(Credit: Comal County, Texas)
In the summer of 2002, a week of heavy rains in Central Texas caused Canyon Lake -- the reservoir of the Canyon Dam -- to flood over its spillway and down the Guadalupe River Valley in a planned diversion to save the dam from catastrophic failure. The flood, which continued for six weeks, stripped the valley of mesquite, oak trees, and soil; destroyed a bridge; and plucked meter-wide boulders from the ground. And, in a remarkable demonstration of the power of raging waters, the flood excavated a 2.2-kilometer-long, 7-meter-deep canyon in the bedrock.
According to a new analysis of the flood and its aftermath -- performed by Michael Lamb, assistant professor of geology at the California Institute of Technology (Caltech), and Mark Fonstad of Texas State University -- the canyon formed in just three days.
A paper about the research appears in the June 20 advance online edition of the journal Nature Geoscience.
Our traditional view of deep river canyons, such as the Grand Canyon, is that they are carved slowly, as the regular flow and occasionally moderate rushing of rivers erodes rock over periods of millions of years. Such is not always the case, however. "We know that some big canyons have been cut by large catastrophic flood events during Earth's history," Lamb says.
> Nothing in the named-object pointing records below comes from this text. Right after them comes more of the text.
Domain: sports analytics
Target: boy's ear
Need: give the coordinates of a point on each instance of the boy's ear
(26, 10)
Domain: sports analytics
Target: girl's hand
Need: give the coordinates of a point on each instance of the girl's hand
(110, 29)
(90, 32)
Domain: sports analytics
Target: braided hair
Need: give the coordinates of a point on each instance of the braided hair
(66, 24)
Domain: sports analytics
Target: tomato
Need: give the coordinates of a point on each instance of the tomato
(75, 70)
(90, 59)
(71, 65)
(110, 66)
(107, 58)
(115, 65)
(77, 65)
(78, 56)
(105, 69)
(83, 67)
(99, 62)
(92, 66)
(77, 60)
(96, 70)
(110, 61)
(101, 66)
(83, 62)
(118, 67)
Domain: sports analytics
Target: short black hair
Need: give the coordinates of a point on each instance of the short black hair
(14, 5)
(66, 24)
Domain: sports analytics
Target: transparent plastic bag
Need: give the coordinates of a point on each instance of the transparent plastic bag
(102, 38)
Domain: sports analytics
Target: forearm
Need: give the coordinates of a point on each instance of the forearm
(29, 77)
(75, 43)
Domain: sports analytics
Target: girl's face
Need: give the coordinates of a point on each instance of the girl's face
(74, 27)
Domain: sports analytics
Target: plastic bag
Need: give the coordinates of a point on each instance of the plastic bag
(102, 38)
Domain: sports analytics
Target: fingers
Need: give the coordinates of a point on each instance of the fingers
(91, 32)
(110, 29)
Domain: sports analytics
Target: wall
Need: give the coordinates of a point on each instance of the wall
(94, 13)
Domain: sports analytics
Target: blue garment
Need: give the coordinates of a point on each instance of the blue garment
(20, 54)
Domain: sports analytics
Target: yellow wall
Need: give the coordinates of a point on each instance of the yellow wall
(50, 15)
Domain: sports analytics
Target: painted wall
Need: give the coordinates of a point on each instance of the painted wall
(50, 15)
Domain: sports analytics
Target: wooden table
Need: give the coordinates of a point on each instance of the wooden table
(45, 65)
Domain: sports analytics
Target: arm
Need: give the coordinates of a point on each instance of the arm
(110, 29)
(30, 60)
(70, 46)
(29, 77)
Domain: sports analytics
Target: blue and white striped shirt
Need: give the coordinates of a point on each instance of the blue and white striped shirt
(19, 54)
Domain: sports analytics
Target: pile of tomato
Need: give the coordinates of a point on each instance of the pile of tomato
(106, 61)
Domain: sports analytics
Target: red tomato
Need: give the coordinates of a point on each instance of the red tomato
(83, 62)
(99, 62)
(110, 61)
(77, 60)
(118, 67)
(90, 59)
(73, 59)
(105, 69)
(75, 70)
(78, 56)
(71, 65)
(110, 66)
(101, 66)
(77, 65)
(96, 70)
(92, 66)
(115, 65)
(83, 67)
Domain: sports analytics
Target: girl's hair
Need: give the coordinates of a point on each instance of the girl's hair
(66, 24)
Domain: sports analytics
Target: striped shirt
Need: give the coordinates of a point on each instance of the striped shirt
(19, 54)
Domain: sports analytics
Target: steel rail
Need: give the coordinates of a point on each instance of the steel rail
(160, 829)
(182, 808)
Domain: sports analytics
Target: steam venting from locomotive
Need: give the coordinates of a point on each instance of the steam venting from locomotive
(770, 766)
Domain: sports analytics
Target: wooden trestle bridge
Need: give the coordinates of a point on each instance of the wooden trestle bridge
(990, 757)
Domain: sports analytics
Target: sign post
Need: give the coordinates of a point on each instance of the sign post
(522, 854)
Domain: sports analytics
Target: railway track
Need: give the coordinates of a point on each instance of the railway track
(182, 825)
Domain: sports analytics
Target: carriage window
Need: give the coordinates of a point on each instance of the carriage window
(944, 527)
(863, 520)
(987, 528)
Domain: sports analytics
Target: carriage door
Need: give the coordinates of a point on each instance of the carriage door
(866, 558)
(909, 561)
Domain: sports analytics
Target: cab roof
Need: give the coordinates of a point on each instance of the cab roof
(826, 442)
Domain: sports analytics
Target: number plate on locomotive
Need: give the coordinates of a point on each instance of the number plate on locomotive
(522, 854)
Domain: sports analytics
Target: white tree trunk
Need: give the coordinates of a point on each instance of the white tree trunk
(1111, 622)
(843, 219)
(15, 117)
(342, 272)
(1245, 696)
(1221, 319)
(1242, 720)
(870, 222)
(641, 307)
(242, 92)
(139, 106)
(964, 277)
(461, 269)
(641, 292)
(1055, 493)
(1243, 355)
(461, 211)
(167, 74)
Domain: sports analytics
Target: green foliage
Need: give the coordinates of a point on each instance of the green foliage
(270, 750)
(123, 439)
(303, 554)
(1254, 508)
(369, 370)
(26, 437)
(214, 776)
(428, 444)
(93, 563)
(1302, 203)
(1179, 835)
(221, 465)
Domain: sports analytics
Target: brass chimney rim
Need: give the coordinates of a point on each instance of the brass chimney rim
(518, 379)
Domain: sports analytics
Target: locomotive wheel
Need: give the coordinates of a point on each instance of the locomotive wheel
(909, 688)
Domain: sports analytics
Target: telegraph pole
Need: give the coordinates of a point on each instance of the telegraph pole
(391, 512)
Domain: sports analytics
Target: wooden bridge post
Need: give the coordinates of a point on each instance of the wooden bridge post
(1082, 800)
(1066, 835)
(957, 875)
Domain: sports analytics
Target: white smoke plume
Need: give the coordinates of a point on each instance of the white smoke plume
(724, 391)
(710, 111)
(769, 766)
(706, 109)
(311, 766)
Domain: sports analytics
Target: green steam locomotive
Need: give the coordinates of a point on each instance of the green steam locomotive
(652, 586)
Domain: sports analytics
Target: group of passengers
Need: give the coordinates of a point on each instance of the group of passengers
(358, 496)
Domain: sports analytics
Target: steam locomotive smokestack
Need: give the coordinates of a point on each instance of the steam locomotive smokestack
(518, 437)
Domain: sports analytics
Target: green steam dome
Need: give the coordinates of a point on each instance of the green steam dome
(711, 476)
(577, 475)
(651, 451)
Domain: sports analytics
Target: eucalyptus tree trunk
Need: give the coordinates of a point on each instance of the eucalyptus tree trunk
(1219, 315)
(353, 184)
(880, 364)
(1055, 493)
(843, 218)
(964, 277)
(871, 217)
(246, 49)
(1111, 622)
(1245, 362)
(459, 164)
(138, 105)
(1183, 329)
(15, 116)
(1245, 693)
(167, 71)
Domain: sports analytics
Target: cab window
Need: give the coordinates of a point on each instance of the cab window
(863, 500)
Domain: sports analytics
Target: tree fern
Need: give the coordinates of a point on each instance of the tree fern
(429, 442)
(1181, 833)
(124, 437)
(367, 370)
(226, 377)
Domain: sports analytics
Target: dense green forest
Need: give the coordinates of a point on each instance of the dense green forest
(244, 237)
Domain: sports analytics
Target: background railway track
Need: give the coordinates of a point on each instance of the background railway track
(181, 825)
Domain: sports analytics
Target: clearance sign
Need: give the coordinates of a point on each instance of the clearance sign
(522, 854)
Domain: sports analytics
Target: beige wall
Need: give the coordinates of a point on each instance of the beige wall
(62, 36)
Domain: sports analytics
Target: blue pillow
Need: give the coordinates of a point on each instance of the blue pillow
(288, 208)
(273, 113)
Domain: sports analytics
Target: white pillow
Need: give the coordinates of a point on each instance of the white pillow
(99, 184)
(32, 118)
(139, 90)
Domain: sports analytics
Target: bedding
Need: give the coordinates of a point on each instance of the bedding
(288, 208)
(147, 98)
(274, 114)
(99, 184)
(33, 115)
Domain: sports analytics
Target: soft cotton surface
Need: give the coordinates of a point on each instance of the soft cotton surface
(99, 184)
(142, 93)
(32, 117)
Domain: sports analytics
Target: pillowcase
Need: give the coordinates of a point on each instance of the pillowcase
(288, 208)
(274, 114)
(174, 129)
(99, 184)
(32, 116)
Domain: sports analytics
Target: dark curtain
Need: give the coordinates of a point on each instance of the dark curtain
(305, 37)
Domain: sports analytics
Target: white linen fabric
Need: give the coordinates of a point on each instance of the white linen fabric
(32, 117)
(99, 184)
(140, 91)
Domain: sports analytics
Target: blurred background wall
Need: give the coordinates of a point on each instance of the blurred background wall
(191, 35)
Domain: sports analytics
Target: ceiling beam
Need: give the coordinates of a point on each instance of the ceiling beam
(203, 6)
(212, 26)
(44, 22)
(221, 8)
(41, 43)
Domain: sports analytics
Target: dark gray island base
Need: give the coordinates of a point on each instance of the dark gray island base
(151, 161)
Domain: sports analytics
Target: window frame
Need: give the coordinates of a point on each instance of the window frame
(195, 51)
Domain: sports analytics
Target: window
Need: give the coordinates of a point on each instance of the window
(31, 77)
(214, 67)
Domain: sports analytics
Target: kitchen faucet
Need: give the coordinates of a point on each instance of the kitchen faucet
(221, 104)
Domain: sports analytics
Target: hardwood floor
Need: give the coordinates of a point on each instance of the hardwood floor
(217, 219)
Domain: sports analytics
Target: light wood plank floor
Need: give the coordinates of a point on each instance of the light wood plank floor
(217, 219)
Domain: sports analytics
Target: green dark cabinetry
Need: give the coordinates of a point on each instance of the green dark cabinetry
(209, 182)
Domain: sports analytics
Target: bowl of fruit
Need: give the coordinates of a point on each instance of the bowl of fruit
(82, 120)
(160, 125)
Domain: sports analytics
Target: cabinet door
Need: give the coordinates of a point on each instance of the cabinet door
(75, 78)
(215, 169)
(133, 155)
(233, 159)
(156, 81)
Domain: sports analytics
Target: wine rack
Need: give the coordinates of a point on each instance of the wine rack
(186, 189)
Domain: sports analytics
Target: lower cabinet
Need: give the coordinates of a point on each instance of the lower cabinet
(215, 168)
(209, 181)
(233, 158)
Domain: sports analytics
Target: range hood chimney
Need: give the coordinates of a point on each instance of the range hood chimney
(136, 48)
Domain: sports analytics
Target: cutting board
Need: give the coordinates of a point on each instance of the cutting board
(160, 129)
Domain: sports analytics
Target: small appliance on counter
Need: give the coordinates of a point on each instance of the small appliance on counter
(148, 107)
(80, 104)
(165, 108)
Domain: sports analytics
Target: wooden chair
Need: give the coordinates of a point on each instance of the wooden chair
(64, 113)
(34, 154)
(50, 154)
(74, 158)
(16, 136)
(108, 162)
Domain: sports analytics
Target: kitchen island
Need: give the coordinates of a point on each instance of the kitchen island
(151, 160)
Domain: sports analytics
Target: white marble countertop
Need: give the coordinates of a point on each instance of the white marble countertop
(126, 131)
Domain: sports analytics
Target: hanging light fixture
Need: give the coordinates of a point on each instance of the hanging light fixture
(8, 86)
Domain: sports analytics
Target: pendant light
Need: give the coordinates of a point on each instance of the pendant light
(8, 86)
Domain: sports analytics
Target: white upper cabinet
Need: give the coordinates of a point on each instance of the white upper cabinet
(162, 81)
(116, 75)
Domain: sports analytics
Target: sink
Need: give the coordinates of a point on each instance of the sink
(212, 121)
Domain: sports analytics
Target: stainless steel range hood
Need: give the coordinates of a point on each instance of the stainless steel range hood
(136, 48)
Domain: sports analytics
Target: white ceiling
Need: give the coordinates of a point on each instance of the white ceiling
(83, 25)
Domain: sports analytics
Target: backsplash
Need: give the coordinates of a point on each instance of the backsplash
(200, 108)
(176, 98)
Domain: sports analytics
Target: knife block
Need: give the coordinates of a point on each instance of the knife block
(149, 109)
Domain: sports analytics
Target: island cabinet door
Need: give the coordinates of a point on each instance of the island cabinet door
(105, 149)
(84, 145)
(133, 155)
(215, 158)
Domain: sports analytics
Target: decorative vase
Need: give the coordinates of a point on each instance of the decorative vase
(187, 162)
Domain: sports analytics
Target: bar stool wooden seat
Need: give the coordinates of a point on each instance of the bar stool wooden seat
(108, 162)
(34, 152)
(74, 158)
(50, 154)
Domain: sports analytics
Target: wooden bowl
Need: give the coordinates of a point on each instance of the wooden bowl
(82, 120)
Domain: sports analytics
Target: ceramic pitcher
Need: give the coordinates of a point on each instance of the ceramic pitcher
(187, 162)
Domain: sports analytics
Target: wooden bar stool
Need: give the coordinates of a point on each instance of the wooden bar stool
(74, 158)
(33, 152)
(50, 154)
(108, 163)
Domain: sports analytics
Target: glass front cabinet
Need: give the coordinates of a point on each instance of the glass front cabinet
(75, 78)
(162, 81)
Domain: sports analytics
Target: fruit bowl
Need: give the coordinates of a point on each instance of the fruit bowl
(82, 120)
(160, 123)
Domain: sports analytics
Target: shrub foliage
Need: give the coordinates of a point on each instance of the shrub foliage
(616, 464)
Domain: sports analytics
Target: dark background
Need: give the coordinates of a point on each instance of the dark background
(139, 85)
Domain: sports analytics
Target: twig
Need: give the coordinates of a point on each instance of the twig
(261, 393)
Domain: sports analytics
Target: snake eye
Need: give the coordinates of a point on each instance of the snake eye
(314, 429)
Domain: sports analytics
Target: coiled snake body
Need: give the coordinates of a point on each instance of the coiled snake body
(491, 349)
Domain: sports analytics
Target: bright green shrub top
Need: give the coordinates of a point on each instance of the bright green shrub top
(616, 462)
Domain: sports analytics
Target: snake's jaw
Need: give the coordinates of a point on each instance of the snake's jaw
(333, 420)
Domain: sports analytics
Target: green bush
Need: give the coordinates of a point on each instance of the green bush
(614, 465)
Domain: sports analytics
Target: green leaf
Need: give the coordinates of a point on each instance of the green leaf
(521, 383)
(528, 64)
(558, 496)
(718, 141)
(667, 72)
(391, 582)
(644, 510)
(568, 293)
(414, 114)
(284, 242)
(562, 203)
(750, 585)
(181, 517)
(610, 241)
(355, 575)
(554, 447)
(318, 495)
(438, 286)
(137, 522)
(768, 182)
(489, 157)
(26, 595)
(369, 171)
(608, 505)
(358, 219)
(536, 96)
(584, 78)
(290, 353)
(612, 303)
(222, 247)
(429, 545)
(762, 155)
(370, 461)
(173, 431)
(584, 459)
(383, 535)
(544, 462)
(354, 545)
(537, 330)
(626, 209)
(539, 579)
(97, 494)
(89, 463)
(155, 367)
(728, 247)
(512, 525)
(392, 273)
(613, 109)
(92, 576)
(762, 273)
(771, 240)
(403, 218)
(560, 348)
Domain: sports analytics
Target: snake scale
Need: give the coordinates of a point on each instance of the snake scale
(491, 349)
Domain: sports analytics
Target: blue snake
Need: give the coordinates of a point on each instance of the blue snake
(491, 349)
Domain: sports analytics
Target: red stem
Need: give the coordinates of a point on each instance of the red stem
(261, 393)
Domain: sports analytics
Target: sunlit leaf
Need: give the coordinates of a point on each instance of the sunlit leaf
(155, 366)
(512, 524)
Unfortunately, these catastrophic megafloods -- which also may have chiseled out spectacular canyons on Mars -- generally leave few telltale signs to distinguish them from slower events. "There are very few modern examples of megafloods," Lamb says, "and these events are not normally witnessed, so the process by which such erosion happens is not well understood." Nevertheless, he adds, "the evidence that is left behind, like boulders and streamlined sediment islands, suggests the presence of fast water" -- although it reveals nothing about the time frame over which the water flowed.